From the perspective of the tumor immune microenvironment, LRP1B mutation in LUAD is linked to increased immune cell infiltration, elevated immune gene expression, and enhanced immunogenicity (TMB, NAL, DDR alterations). These features translate into improved progression-free survival and better clinical responses to ICIs. LRP1B mutation thus represents a potential prognostic biomarker for selecting LUAD patients likely to benefit from immunotherapy. The authors advocate including LRP1B mutation testing, alongside PD-L1 and TMB/NAL assessments, when evaluating suitability for ICIs, especially in intermediate to advanced LUAD.
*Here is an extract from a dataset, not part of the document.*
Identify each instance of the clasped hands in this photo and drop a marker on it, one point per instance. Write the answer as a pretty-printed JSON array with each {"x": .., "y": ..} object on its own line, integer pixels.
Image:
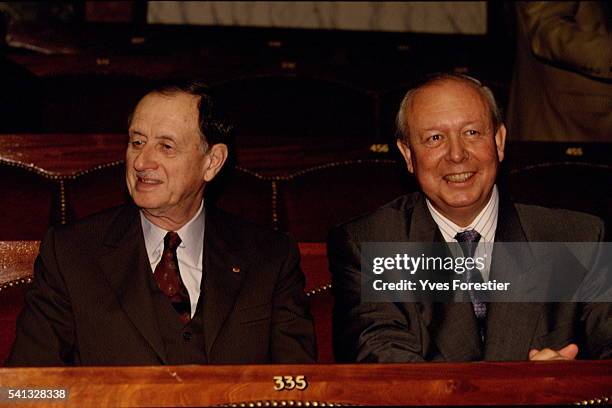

- The mIHC validation cohort was small (n=20) and lacked RNA-seq data, limiting the depth of mechanistic insight from clinical specimens. - While associations between LRP1B mutation, TIME features, and ICI outcomes were demonstrated, the precise molecular mechanisms by which LRP1B influences the immune milieu remain to be elucidated in future functional studies.